Thank you Alayna for teaching me a message tonight. Just as I shared with you the meaning and ease in saying I'm sorry... so too is finding 30 minutes for a friend.

Wednesday, September 5, 2012

Intervention

And, the worst-mom-of-the-day goes to... Kristi!

Yep, that is about how I felt today. Tired and hungry, I picked up the kids from school. Late, of course. I told them I'd be there before 5 p.m. It was now 5:10. That's pretty much how my day went though. As I walked into the building I debated who to pick up from their room first. I landed on Alayna... not sure why, but it was a mistake. She wasn't done coloring. I said 'Hi' as I walked in, asked her to pick up her items, and then started visiting with the teachers. I realized then that she was not paying a darn ounce of attention to me, so just as I was taught on SuperNanny, I knelt down to her level and calmy asked her to put away the markers.

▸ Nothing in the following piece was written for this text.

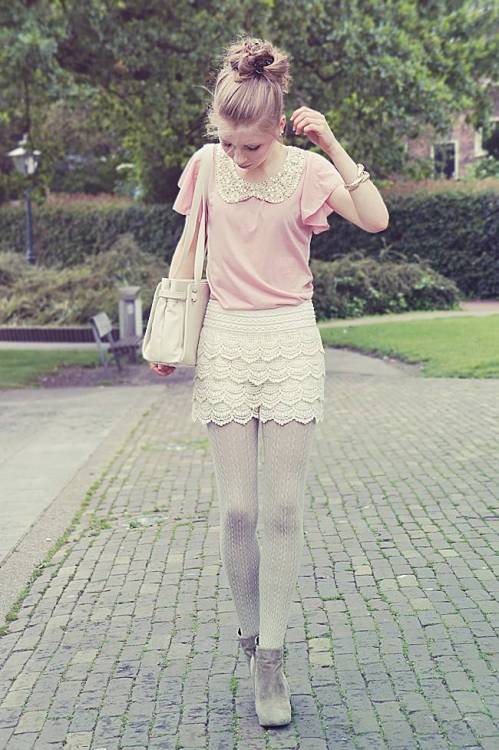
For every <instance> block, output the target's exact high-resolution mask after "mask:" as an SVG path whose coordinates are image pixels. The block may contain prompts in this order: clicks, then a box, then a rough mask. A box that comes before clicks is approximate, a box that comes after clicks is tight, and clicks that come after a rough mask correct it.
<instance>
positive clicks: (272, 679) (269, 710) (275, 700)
mask: <svg viewBox="0 0 499 750" xmlns="http://www.w3.org/2000/svg"><path fill="white" fill-rule="evenodd" d="M282 653H283V649H282V648H262V647H261V646H260V645H259V643H258V637H257V639H256V648H255V658H254V667H253V669H254V675H253V677H254V681H255V709H256V713H257V716H258V721H259V723H260V724H261V726H265V727H275V726H282V725H284V724H289V723H290V721H291V703H290V700H289V699H290V697H291V691H290V689H289V685H288V681H287V679H286V675H285V674H284V672H283V669H282Z"/></svg>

She still thought my request meant nothing, and continued ignoring me. Okay, I thought, we'll do the count-to-3-trick. Still nothing. Finally, I took the markers out of her hand, replaced the caps and picked up her paper. In return I received a few hits to the face, kicks to the body, tearing of the paper and screaming at the top of the lungs.

Seriously? At this point, it wasn't only the other 3- and 4-year olds who were staring, it was the teachers, the parents, and the daycare director. Yep. I was doing awesome.

I picked up the little brat and carried her to her locker (heaven for bid it be outside the classroom!) I didn't look up, but I'm sure they were still staring. Alayna was now ripping her bag out of my hands, hitting her locker and bawling. You'd seriously have thought I was trying to kidnap her.

Somehow I saved her eyeglasses from being torn off her face and grabbed my keys, her ruffled papers, folder and opened backpack in one arm, had the 42-pounder under the other, pushed the classroom door opened and escaped into the hallway. Whew! There was a chair, and she was going to time out.

Nice try Super-Mom. All she had to do was get up. And just as any SuperNanny would teach, I picked her up, placed her right back in the chair and turned my back to eliminate any attention. Okay, so repeat 2-3-5 times, and what do you get? You guessed it! The daycare director intervention!

Sure enough Gina came out, sat down by Alayna and said, "You're mommy is going to go get your brother now. You can stay with me and talk about why you are mad. She'll come back for you." And with that, my control was gone. I was walking away, letting someone (much wiser and calmer than I) take care of her.

After getting Cade (who, may I add, is so easy!?!?!) we returned to the hall where Alayna's chaos had come to a halt. She had the attention of two teachers now, and as we approached her they enforced the need to tell mommy sorry. Pouts and all, we left the building and made it to the car. It was all I could do to not rip out the spankings from my pile of never-tried-mommy-techniques. But I didn't.

When we got home, it was a time out and then a removal of all bedtime snuggles -- no more stuffed animals, pillow pets, or build-a-bears for one week. I'll show her yet.